People love home theater, but most dread installing it. Its multiple channels of surround sound will immerse you in the action, as appealing to the ears as high-definition TV is to the eyes. But surround sound usually means surround wiring, in the form of the wires needed to connect rear-channel speakers to a receiver.

To clean up that clutter, some manufacturers have opted for wireless connections to rear speakers, but many attempts have been marred by static and interference. Others have tried to simulate surround sound from three or fewer speakers; for example, boutique manufacturer Niro ( makes a range of systems ($540 to $1,090) that create a wide, immersive sound field from a single speaker. But unlike even the cheapest five-speaker system, Niro's hardware can't make effects sound like they come from behind you.

Yamaha now says it can deliver that last trick with its new YSP-1 receiver ($1,500, This system packs 42 small speaker cones, plus a regular amplifier and surround-sound circuitry, into one 30-pound box, about 40 inches wide and 7 inches tall. Those 42 elements project "beams" of audio that reflect off the side and back walls. Surprisingly, it works.
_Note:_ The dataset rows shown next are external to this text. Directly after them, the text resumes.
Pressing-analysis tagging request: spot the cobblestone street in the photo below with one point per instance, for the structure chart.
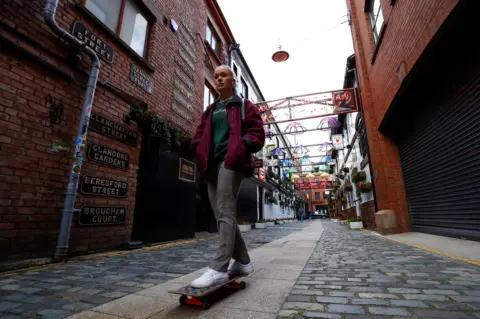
(61, 290)
(355, 274)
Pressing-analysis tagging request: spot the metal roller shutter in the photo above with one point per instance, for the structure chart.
(440, 158)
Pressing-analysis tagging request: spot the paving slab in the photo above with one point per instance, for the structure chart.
(356, 274)
(61, 290)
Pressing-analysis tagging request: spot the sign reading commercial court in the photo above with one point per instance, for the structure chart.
(100, 186)
(97, 215)
(111, 129)
(91, 40)
(108, 156)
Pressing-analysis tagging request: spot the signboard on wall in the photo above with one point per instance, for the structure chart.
(107, 156)
(100, 186)
(262, 174)
(97, 215)
(337, 141)
(104, 126)
(186, 170)
(101, 48)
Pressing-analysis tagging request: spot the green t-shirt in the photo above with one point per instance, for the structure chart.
(220, 130)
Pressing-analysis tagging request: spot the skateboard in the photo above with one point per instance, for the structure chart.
(197, 296)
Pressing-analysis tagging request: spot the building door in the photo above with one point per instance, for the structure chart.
(439, 145)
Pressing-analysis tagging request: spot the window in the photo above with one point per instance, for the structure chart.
(212, 39)
(124, 18)
(376, 18)
(208, 97)
(244, 91)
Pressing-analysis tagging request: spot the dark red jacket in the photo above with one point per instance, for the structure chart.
(244, 138)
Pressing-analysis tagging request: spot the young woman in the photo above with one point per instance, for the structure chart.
(230, 131)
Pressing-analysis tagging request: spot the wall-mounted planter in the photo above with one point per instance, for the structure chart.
(245, 228)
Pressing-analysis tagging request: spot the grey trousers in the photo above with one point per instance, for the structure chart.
(223, 186)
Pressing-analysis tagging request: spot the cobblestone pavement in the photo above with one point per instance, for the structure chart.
(61, 290)
(354, 274)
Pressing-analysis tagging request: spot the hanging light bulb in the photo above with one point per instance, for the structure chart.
(280, 55)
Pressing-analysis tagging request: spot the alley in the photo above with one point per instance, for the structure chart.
(64, 289)
(354, 274)
(318, 269)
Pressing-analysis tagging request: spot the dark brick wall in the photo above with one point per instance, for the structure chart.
(33, 178)
(410, 27)
(367, 210)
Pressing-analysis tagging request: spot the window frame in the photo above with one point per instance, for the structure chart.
(211, 91)
(218, 48)
(117, 32)
(244, 87)
(373, 18)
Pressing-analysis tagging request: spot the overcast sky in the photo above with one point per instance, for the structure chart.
(311, 31)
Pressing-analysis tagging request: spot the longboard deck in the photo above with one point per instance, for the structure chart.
(201, 292)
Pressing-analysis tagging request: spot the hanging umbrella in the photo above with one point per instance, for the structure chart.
(325, 147)
(295, 128)
(328, 124)
(300, 149)
(277, 151)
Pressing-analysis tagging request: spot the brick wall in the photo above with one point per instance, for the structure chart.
(33, 178)
(410, 27)
(367, 210)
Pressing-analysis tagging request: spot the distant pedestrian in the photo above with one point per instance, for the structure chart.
(231, 129)
(301, 213)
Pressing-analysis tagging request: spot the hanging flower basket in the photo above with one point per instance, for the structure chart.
(360, 177)
(365, 187)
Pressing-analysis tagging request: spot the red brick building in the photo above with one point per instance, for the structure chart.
(418, 72)
(153, 56)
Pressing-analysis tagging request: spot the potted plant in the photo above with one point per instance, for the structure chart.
(355, 223)
(262, 223)
(365, 187)
(244, 226)
(360, 176)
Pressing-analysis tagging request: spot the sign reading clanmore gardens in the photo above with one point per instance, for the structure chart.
(93, 215)
(100, 186)
(186, 170)
(108, 156)
(111, 129)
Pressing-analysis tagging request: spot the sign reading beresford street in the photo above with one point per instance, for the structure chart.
(91, 40)
(111, 129)
(108, 156)
(100, 186)
(96, 215)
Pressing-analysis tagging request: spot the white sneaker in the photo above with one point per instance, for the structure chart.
(210, 278)
(238, 268)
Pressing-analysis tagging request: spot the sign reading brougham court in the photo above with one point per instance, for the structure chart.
(96, 215)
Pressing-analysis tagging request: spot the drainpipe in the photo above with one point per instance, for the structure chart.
(48, 13)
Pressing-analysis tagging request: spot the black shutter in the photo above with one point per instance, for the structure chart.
(440, 158)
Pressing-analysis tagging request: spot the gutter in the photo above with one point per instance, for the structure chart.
(49, 13)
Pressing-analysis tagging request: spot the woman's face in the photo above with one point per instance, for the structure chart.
(224, 80)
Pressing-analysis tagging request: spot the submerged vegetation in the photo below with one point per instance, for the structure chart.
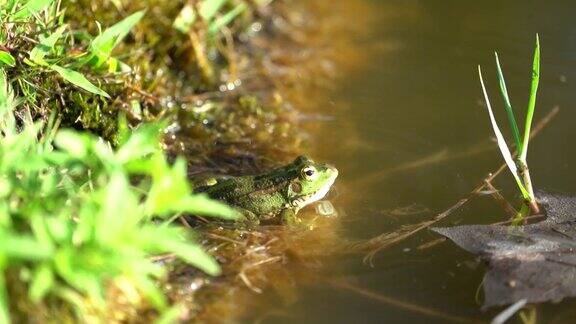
(74, 219)
(518, 165)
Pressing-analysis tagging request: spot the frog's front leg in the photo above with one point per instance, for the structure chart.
(289, 217)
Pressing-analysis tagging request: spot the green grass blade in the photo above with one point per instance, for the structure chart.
(39, 51)
(78, 80)
(104, 43)
(30, 8)
(507, 104)
(209, 8)
(501, 142)
(7, 59)
(185, 19)
(226, 19)
(531, 100)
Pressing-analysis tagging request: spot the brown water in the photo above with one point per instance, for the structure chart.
(409, 135)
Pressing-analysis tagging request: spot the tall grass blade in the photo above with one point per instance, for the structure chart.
(531, 100)
(507, 104)
(501, 142)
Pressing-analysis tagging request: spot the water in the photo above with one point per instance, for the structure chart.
(410, 130)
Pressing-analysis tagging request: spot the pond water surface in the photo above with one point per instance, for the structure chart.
(410, 136)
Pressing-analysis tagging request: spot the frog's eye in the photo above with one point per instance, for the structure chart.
(309, 173)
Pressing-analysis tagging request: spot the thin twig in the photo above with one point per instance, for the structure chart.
(389, 239)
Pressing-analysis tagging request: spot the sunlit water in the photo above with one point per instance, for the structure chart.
(399, 135)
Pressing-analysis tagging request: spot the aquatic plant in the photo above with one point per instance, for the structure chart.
(77, 216)
(518, 164)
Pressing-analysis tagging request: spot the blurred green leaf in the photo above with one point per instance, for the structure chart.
(73, 143)
(7, 58)
(78, 80)
(209, 8)
(30, 8)
(42, 282)
(215, 26)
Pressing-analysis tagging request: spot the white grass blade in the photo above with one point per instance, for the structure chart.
(500, 140)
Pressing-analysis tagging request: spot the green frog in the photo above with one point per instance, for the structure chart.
(281, 192)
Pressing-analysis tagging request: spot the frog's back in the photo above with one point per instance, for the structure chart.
(248, 192)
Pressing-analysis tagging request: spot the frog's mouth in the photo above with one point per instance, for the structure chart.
(303, 201)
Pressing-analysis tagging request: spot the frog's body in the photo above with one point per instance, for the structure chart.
(280, 192)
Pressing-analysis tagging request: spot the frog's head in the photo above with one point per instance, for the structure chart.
(311, 181)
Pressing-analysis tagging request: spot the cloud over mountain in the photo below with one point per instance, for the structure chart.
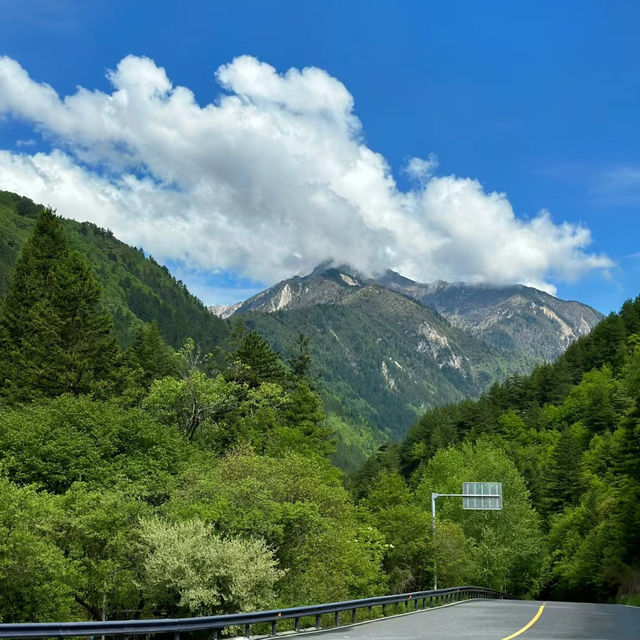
(271, 179)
You do, however, have to work for the YSP-1 first. We had to spend about 20 minutes tweaking its settings to get from flat to three-dimensional sound, with frequent references to the too-short, 60-page manual. This fine-tuning required us to set various menu options via the remote control, including the room's size and shape and the YSP-1's placement.

We could rely on a front-panel readout for basic settings but had to connect the YSP-1 to a TV to see sample room drawings and other controls. A self-calibrating system -- something available on some other home theater gear we've reviewed -- would be a big help in reducing setup time.
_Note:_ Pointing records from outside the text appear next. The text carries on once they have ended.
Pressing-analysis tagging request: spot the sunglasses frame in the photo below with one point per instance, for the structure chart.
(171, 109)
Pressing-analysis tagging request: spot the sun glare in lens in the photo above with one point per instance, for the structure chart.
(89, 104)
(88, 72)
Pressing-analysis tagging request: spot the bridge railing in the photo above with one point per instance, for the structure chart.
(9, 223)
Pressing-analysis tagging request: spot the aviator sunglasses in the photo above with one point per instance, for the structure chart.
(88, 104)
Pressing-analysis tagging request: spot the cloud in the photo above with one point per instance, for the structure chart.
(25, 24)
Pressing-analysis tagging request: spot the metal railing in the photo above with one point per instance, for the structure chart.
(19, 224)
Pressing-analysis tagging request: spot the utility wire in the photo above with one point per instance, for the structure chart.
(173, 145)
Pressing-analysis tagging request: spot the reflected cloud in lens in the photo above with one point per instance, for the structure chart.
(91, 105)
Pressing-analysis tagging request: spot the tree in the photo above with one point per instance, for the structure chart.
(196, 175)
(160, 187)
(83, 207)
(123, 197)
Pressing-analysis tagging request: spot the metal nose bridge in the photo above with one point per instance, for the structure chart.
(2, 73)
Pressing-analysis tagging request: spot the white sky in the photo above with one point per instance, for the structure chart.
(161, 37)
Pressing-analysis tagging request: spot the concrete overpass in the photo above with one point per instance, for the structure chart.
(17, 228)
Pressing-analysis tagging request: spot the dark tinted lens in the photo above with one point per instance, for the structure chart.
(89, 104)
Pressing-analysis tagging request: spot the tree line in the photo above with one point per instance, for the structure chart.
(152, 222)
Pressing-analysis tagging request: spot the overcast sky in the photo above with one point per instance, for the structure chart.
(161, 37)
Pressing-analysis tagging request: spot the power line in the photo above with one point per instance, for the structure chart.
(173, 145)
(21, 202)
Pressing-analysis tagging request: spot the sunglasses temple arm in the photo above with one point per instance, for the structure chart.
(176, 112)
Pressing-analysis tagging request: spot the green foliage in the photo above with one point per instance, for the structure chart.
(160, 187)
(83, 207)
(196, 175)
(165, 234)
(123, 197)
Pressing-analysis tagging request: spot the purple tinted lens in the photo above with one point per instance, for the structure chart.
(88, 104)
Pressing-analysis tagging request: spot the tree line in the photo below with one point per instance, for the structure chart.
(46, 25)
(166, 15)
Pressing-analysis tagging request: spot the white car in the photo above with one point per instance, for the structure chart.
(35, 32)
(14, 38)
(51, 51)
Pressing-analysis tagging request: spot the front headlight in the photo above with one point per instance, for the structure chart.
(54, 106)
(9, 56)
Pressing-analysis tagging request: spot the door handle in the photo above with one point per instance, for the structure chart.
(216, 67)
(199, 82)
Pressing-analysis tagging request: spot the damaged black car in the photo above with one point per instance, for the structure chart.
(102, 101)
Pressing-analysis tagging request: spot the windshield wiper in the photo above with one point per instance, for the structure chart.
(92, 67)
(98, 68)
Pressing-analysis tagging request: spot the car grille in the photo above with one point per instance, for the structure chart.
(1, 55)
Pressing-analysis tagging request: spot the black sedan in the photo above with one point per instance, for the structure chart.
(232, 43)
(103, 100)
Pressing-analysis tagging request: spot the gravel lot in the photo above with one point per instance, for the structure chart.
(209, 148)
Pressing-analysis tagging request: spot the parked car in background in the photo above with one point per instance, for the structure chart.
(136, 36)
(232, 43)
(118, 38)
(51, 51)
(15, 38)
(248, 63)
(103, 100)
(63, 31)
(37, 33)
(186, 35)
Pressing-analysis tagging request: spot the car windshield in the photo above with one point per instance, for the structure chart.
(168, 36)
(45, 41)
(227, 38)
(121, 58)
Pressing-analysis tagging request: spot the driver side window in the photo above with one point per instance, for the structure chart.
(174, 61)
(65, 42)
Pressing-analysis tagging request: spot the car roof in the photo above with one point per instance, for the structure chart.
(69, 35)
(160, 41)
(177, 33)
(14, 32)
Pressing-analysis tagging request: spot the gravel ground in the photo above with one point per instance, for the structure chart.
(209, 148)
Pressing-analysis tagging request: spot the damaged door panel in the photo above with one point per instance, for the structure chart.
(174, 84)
Once we had tutored the YSP-1 in the room's shape, we could then choose from stereo, three-beam or five-beam modes that change the way its speaker elements bounce sound off the walls.

The overall result was a large, lush sound field that immerses you in the action just like five speakers. Voice panned smoothly across the room as actors moved across the screen. Hoofbeats charged past us, rather than fading to the sides.
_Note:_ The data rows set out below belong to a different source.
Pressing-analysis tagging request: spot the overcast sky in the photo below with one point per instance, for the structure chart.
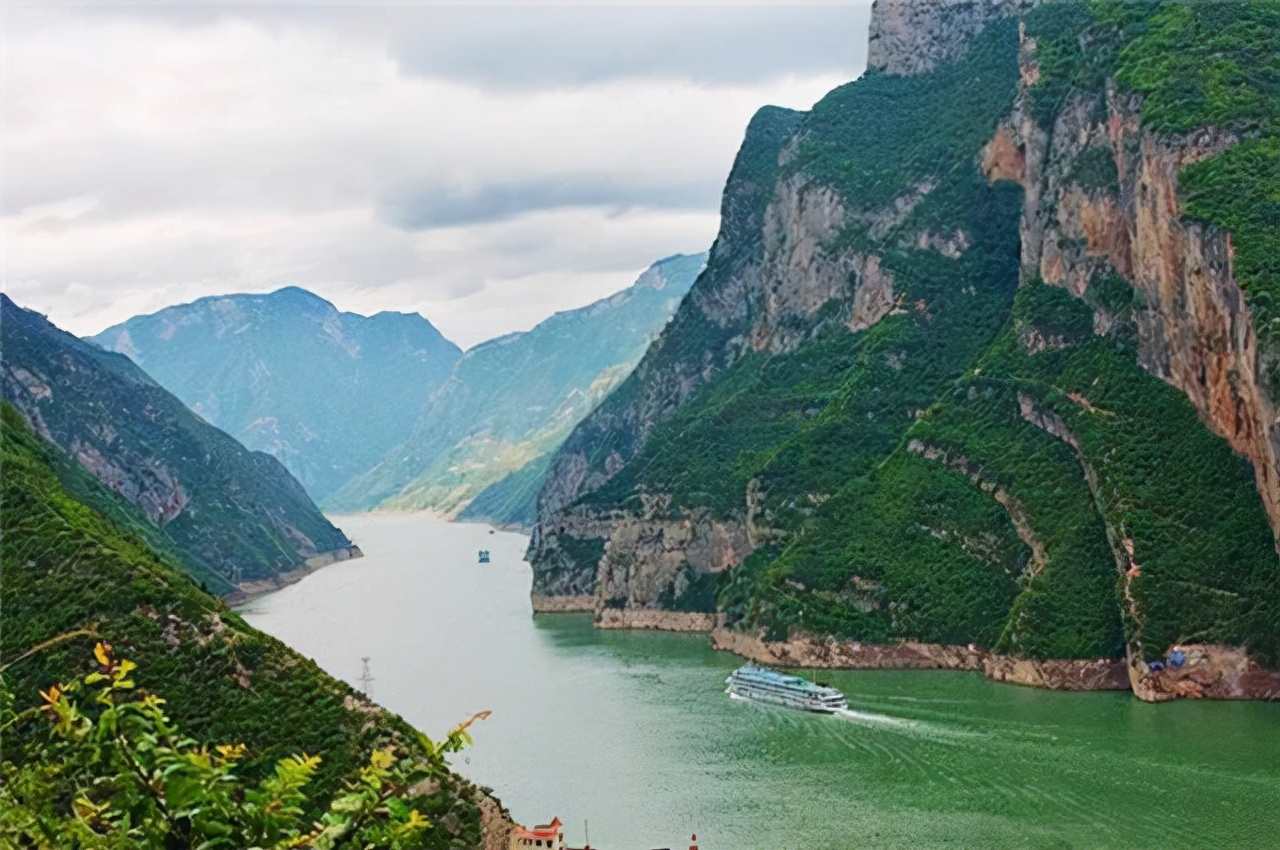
(483, 165)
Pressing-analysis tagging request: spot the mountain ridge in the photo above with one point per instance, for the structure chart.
(228, 513)
(283, 371)
(965, 378)
(511, 400)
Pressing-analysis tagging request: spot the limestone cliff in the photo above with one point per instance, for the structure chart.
(1102, 197)
(913, 36)
(964, 371)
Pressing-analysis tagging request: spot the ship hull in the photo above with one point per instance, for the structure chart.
(758, 695)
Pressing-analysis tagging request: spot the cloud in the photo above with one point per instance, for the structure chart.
(483, 167)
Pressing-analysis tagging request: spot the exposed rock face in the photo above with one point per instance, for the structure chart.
(720, 304)
(803, 272)
(1194, 327)
(643, 554)
(1102, 673)
(828, 653)
(650, 620)
(913, 36)
(1208, 671)
(563, 604)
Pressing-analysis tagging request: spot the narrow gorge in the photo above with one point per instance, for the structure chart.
(982, 360)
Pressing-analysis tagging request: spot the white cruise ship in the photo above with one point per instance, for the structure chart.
(764, 685)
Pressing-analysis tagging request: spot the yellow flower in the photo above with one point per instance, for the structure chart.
(382, 759)
(231, 752)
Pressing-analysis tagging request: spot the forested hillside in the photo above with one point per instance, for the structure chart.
(71, 572)
(983, 353)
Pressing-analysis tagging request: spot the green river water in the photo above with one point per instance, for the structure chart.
(632, 731)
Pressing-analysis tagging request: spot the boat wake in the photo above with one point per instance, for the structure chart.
(880, 720)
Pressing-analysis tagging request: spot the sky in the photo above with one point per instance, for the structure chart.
(484, 165)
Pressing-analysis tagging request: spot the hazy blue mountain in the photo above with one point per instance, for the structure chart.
(325, 392)
(512, 400)
(227, 513)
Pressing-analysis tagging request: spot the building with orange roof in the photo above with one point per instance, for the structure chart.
(549, 835)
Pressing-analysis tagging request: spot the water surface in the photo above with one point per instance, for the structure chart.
(634, 731)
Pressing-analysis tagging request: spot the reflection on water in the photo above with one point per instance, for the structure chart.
(634, 731)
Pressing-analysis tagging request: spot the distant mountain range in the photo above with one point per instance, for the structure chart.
(228, 515)
(511, 401)
(327, 392)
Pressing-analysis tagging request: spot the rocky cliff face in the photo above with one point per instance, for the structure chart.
(974, 378)
(1101, 197)
(913, 36)
(228, 513)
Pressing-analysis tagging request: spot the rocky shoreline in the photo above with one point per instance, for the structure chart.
(250, 590)
(1207, 672)
(650, 620)
(563, 604)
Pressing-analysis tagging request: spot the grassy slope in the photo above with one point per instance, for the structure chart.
(65, 567)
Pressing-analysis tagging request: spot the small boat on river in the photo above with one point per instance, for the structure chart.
(764, 685)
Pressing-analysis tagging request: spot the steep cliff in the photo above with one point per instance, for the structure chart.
(986, 374)
(228, 515)
(325, 392)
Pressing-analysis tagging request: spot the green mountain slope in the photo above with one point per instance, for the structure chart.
(229, 515)
(67, 567)
(325, 392)
(513, 400)
(963, 370)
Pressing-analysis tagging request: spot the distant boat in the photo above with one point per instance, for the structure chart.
(764, 685)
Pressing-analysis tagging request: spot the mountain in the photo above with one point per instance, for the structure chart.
(984, 353)
(512, 400)
(73, 577)
(325, 392)
(231, 516)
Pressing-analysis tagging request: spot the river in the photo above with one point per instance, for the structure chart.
(634, 732)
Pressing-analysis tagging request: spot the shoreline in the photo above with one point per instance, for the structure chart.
(1210, 672)
(247, 592)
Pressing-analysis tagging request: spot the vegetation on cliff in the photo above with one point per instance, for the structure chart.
(69, 571)
(118, 772)
(987, 462)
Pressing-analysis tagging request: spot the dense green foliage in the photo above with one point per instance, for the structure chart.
(229, 513)
(325, 392)
(978, 466)
(117, 772)
(1196, 65)
(65, 569)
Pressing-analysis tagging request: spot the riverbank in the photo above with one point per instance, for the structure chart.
(584, 718)
(1207, 671)
(250, 590)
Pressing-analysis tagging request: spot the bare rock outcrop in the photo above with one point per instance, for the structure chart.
(1072, 673)
(1207, 671)
(912, 36)
(1194, 327)
(805, 650)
The effectiveness of this varied in three rooms, as did the size of the "sweet spot" where the surround effect was most complete. Obstacles such as large, stuffed furniture weakened the sound, as did curtains. Varying wall textures, gaps and irregular walls could make effects lopsided. Moving around within the area or even turning your head could also weaken the surround effect.

The one thing Yamaha's system could not compensate for was a non-rectangular living room, which weakened or neutralized the surround effect even after repeated returns to the setup menus. Yamaha recommends placing this system in a room whose interior is as close to a smooth, flat box as possible -- advice we could agree with after an audition in a standard-sized room, where the sense of immersion was strong and the listeners' sweet spot more than covered the couch.

We did notice some weak bass output, but that can be fixed -- at additional cost -- by attaching even a modest subwoofer. (Since subwoofers can be hidden, you'd still see only one speaker.)

Despite its heft, the YSP-1 fits nicely over or under most wide-screen TVs.

Unfortunately, it leaves out an FM tuner and can't switch video from one device to another, as most surround-sound receivers do. Its remote control can be programmed to manage a TV, VCR, DVD player and cable box, but not a TiVo digital video recorder.

The YSP-1 is a remarkable accomplishment, but -- like a lot of home-theater gear -- it's not for everybody. It's best for patient, settings-savvy enthusiasts who are not afraid of tweaking and have a sufficiently boxy room ready to fill with sound.

The Yamaha YSP-1 fits over or under most widescreen TVs. But it holds up best in rectangular rooms.